Споры о церкви, резко активизировавшиеся в последнее время, заслуживают внимания и независимо от конкретных обсуждаемых вопросов, поскольку обозначают и позволяют ввести в пространство публичной дискуссии куда более общие темы. А именно — поговорить о том, какое место современное общество готово отвести церкви и на какое место, с одной стороны, рассчитывает церковь, а с другой — какое она согласна принять.

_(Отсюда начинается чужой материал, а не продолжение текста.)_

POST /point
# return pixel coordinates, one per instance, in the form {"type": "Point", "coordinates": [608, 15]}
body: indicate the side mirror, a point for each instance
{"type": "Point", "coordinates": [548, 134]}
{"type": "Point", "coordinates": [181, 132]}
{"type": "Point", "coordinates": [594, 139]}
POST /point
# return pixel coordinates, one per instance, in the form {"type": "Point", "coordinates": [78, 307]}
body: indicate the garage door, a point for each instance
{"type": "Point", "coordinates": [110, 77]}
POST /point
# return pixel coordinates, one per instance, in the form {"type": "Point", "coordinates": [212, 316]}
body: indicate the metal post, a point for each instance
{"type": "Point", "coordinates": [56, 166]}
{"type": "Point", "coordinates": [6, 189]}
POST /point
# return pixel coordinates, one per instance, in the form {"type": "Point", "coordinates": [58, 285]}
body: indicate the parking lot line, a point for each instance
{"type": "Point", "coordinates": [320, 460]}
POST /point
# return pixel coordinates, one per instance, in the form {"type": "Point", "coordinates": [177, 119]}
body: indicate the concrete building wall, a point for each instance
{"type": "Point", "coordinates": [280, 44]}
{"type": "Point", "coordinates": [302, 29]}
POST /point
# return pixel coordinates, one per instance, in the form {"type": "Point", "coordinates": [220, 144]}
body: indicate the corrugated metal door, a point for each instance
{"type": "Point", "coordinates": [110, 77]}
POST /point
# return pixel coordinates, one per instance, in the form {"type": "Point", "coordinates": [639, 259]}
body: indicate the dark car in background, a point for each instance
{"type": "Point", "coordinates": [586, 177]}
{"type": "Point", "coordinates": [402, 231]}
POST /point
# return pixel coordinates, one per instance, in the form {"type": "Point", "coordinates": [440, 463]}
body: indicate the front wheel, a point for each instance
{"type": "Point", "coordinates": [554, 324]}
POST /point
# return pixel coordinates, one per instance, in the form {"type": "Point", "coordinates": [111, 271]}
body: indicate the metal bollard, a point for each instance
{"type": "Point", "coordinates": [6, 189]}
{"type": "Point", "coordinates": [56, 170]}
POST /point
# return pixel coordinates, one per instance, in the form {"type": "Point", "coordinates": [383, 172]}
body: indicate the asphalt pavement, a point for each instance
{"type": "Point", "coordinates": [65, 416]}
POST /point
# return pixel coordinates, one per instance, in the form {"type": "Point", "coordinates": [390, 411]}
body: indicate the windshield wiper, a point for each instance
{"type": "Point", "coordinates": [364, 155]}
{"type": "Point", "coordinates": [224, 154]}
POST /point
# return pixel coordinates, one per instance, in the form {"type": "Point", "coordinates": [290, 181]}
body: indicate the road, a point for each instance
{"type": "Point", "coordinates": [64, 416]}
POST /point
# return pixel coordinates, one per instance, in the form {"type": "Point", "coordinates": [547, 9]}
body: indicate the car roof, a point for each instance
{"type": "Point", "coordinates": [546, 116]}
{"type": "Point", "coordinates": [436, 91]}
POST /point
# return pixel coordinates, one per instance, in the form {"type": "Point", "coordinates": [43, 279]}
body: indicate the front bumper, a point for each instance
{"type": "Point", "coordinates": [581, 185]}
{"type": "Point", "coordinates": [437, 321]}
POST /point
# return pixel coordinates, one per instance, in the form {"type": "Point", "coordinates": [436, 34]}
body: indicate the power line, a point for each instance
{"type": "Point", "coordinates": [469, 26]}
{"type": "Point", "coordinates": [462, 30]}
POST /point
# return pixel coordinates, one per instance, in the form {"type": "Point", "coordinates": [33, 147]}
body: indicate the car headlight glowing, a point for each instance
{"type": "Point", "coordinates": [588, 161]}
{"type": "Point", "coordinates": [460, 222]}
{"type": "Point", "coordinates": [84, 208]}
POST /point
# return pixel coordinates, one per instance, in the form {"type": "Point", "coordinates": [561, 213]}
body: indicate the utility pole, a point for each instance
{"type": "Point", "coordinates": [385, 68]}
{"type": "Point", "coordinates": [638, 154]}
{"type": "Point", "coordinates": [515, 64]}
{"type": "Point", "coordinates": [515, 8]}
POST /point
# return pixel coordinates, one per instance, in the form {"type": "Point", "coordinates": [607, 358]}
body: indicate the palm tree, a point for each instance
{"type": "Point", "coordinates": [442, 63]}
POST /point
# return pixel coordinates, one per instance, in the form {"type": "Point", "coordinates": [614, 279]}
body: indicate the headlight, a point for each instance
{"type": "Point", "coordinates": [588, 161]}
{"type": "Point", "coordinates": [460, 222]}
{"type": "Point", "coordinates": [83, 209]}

Во-первых, можно указать на самый общий контекст — секулярное общество предполагает наличие целого ряда автономных сфер, каждая из которых обладает собственной логикой, а переход из одной сферы в другую предполагает и переключение логики. Нет универсальной системы ценностей, за исключением ценности самого секулярного общества и обосновывающей его новоевропейской рациональности. Здесь включается знакомый нам всем механизм дифференциации — нечто может признаваться имеющим эстетическую ценность, но не имеющим этической, действие, осуждаемое с точки зрения исповедуемой субъектом религии, одновременно им же принимается как соответствующее, например, праву. Впрочем, когда речь идет об «одном и том же субъекте», возникает сложность. С одной стороны эта секулярная реальность автономных сфер объединяется именно посредством единства субъекта: он та точка схождения, которая обращает все автономии в относительные, а процесс дифференциации обращает вспять. Когда субъект говорит о прочитанной книге: «мне нравится», это суждение может отсылать к этическому, эстетическому, политическому или какому-либо иному основанию, либо любого уровня сложности переплетению их и ряда других — он выступает уже не как «эстетический субъект», а как «человек», т.е. изначальное/финальное единство. Однако это сохраняющееся «темное ядро» функционирует через постоянные разграничения — поступать правильно как раз и означает в каждой из сфер принимать ее логику. Религия в этом случае — личное дело каждого, то, что должно быть отделено от других сфер — и чья социальность работает только применительно к ее членам.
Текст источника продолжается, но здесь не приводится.